On the other hand, in terms of risks, there’s “nothing that surprising” in the filing, according to Chris Miller, the author of Chip War. “They’ve been playing out in newspaper headlines,” he told me. “Every semiconductor company has, over the last five years or so, come to realize that US-China dynamics will have a major impact on their business.” 

Arm isn’t uniquely exposed and might even be less exposed than companies that make chips directly, Miller says. If the US or China decides to punish one specific firm, Arm might actually be a little insulated because it sells architecture to so many businesses. Plus, it’s not like either side of the equation is going to cut themselves off from mobile devices, which is where much of Arm’s business is now.

Investor sentiment

The IPO market has slowed significantly in the last year, and tech company valuations fell as interest rates rose. Along with an expected IPO from Instacart, Arm will serve as an important bellwether for investor sentiment — because there are a lot of late-stage private companies waiting in the wings.

Arm might raise as much as $10 billion in the IPO, according to Bloomberg. That would make it the year’s largest IPO and might clear the way for other companies to go public as well. Databricks and Socure are among the companies that might follow in its footsteps, according to the Financial Times.

With so much of Arm’s AI potential in the future — and thus, not captured in its filing — sentiment really matters. There are questions about RISC-V, an open standard architecture, as a possible competitor (though Arm CEO Haas didn’t seem particularly concerned about it in an interview with The Verge last year). 

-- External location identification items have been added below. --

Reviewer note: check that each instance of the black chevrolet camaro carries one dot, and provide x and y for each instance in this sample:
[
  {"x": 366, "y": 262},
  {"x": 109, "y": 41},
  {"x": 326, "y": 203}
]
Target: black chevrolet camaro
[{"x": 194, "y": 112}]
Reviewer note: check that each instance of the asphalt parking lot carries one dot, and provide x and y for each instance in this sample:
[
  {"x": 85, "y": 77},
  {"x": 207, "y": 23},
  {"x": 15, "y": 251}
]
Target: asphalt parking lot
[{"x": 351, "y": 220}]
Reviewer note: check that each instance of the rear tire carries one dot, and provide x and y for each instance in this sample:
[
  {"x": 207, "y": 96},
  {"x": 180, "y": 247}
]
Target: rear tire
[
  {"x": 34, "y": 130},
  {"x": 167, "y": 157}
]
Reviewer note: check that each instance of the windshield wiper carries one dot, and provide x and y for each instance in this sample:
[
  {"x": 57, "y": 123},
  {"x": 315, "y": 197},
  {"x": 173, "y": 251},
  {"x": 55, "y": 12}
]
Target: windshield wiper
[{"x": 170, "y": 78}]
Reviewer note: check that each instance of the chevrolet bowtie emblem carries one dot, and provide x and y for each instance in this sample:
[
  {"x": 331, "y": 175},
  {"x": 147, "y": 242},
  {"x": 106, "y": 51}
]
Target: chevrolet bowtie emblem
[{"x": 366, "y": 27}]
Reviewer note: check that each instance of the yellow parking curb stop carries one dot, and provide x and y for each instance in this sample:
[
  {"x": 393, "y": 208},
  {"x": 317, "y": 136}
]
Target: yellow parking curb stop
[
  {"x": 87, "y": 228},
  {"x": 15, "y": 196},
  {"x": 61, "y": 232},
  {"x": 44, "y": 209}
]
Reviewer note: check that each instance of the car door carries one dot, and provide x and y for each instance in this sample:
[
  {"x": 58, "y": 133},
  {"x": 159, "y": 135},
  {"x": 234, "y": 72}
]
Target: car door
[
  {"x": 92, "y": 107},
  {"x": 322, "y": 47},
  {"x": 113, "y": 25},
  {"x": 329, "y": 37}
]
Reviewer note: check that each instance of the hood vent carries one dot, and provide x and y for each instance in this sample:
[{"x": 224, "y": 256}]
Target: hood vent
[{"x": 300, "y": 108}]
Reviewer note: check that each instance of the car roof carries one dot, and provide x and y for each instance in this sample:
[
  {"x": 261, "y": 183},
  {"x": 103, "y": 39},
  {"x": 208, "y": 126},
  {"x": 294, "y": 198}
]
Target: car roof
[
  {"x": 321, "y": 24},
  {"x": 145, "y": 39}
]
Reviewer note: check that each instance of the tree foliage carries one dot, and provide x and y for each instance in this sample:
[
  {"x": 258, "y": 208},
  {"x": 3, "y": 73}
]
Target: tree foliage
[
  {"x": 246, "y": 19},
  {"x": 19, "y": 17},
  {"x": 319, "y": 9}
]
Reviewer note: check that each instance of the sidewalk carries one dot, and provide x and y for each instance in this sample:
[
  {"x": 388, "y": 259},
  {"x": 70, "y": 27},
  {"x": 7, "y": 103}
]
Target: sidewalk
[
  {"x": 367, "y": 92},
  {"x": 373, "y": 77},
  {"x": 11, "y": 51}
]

There remain a lot of open questions for Arm as it embarks on its road show. That includes its valuation, which may be lower than SoftBank is hoping. The move to AI seems to depend on how well Arm can anticipate future demand. The China risks aren’t new, but they are newly pressing. On the other hand, if Haas can make a convincing case that the changes at Arm will let it grow into the more lucrative server market, expanding away from the saturated mobile market, SoftBank might get a win.